Furthering the rally was the fallout from the U.S. Supreme Court ruling on California Prop 12. The regulations around sow housing and handling requirements are set to take effect July 1, 2023. The California Department of Food and Agriculture is far from being able to implement and enforce the regulations and has issued statements that producers, processors and distributors could use a self-certification process through the end of 2023. It also intends to allow noncompliant products that arrive in California prior to July 1 to flow through commerce in an orderly fashion. Retail grocers and food service outlets in California don’t appear to be waiting around and are seeking only compliant products for delivery after July 1. Consequently, grocery companies and food service outlets are looking to other species to fill their customers’ needs.

The pork industry consensus is that the system can cover only about 25% of California pork needs. This is expected to equate to a deficit of about 12% or more of U.S. commercial pork production and could translate to a 3.2 billion-pound annualized shift to beef and chicken consumption within California.
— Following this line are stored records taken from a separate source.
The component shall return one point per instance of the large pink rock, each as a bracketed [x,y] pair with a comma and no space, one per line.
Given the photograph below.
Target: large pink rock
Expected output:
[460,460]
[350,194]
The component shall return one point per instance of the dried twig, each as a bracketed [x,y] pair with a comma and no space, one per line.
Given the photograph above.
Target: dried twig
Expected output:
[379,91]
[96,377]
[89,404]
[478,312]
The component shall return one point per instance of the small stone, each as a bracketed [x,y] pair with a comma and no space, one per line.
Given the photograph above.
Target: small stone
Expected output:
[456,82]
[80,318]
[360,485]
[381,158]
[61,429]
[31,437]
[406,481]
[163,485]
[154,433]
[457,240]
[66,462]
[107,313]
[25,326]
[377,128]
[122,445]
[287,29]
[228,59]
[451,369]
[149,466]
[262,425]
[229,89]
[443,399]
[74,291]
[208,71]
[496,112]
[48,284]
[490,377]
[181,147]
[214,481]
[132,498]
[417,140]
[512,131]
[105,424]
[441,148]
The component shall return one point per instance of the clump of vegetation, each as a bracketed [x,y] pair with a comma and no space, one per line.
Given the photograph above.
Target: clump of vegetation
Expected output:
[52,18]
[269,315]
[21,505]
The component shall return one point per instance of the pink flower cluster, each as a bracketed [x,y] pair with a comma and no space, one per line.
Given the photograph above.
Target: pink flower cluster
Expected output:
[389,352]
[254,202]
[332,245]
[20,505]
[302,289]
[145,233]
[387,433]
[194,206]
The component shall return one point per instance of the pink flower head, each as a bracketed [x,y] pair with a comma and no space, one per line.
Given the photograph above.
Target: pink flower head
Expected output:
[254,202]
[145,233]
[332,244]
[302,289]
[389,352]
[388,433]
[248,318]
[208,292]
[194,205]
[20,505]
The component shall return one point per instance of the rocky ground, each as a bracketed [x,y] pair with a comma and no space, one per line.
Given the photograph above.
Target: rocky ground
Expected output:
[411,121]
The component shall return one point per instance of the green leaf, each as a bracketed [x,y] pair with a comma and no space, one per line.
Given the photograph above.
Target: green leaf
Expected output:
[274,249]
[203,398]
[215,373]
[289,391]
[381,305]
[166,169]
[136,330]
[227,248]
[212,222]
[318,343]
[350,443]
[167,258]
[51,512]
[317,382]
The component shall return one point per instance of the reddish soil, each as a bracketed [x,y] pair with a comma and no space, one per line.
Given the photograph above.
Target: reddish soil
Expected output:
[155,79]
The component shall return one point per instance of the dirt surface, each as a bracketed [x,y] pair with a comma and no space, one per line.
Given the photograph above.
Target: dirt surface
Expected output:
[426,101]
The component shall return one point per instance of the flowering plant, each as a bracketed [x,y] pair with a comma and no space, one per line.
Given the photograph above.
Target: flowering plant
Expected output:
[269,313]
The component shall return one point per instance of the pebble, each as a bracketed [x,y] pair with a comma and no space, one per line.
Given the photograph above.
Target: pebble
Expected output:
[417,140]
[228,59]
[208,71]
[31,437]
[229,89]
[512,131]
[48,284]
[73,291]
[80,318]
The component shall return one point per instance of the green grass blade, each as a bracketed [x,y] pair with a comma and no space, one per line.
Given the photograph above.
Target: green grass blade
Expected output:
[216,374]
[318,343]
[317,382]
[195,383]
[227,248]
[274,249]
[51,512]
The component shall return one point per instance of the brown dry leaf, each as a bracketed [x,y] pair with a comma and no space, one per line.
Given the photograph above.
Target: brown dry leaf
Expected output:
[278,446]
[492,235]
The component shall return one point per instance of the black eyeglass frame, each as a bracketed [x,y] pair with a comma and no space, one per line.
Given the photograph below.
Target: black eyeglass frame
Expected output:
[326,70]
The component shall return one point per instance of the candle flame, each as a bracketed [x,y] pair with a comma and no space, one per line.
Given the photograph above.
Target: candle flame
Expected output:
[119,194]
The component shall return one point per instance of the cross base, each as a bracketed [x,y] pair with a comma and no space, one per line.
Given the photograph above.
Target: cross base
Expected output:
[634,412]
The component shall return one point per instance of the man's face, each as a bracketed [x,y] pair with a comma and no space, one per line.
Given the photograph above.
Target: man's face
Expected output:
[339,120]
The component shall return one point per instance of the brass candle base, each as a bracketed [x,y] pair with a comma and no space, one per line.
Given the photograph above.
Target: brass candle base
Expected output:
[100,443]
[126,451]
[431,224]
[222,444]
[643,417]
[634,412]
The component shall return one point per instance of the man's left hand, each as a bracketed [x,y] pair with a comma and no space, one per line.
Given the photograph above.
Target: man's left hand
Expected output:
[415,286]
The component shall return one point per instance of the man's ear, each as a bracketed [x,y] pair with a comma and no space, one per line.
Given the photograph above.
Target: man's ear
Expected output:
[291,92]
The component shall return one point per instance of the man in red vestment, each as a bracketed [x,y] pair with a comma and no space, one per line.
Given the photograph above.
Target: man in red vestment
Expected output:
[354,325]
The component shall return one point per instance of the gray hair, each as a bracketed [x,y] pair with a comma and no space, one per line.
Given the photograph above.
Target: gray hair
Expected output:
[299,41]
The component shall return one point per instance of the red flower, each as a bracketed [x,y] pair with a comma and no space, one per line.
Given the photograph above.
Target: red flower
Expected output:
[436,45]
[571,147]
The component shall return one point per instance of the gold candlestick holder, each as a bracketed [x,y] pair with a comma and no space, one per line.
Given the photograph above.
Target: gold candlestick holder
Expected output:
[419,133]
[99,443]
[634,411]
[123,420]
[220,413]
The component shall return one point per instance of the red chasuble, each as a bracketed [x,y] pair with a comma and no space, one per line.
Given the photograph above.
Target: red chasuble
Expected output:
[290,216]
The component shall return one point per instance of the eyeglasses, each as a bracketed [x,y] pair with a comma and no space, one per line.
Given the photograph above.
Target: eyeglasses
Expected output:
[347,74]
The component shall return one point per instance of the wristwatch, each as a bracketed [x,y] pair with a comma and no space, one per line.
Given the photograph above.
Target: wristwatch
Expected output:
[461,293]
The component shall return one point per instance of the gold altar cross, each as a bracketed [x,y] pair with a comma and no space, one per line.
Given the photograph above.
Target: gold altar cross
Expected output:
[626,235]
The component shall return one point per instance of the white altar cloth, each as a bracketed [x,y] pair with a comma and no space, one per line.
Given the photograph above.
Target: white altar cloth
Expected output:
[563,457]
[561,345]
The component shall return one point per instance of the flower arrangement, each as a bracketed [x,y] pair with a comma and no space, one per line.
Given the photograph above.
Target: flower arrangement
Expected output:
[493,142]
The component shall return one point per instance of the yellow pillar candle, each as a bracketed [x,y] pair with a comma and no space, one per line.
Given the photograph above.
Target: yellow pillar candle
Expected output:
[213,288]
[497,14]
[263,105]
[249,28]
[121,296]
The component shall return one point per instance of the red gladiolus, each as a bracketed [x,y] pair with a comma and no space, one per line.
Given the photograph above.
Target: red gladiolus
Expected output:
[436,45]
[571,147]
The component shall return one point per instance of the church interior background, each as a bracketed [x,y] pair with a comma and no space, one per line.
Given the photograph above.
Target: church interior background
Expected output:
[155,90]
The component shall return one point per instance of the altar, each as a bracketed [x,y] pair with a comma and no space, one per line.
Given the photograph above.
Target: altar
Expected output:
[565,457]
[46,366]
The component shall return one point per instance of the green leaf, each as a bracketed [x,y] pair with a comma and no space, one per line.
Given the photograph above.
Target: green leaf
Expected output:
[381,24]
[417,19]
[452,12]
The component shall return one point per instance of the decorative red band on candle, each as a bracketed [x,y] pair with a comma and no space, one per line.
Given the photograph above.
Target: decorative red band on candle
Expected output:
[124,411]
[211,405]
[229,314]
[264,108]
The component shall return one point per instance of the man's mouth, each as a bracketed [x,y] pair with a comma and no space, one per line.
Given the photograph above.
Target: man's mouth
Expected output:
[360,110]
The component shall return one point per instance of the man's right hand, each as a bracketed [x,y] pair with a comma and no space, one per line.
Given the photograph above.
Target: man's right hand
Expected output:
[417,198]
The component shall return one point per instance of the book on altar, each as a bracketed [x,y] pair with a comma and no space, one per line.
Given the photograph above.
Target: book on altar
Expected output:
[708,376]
Conversely, the change will leave that much extra pork in the rest of the U.S. market until more compliant pork becomes available. If an integrated pork production system already had the facility construction or remodeling complete and only needed to make a few production changes at the time of sow breeding to become compliant, additional supplies of compliant pork are at least 11 months away. In other words, the market impacts of Prop 12 will be far-reaching and, at least in the near term, positive for beef and chicken as grocers and restaurants strive to meet unfilled consumer pork needs with beef and chicken through at least the end of 2023. For the balance of 2023, we expect wholesale beef and fed cattle prices to overperform our previous expectations as California meat demand transitions and must compete with the rest of the market for beef supplies amid an already tightening supply situation (see Chart 2). Two headwinds already apparent are the discounting of noncompliant pork in the other 47 states and how well California consumers can transition to higher average beef prices.

Chart 2 - Cutout Rally Hasn't Kept Pace With Higher Cattle Costs

We expect further tightening of feeder cattle and calf supplies during the second half of 2023. Improving moisture conditions across much of the central plains and West combined with now-record fed cattle prices have feed yards chasing replacement cattle and driving prices markedly higher. Early video auction results bear this out, with Northern and Western early- and mid-summer delivery feeder steers bringing $240 to $265/cwt. Lots of Northern fall delivery unweaned steer calves weighing 500 to 600 pounds have traded for $280/cwt and higher. Program-eligible weaned calves of similar quality traded for $300/cwt or more. During early June, average prices for five-weight and six-weight steers and heifers for fall delivery were about $400/head above year-ago levels. This kind of price activity is expected to further drive expansion plans at many cow-calf operations and create even tighter feeder cattle and calf supplies. We expect feeder cattle and calf supplies outside of feed yards to be down 5% to 7% during the second half of 2023. The reduction is a function of 4% fewer beef cows calving and 5% fewer beef replacement heifers expected to calve in 2023 combined with accelerating beef replacement heifer calf retention at the ranch level.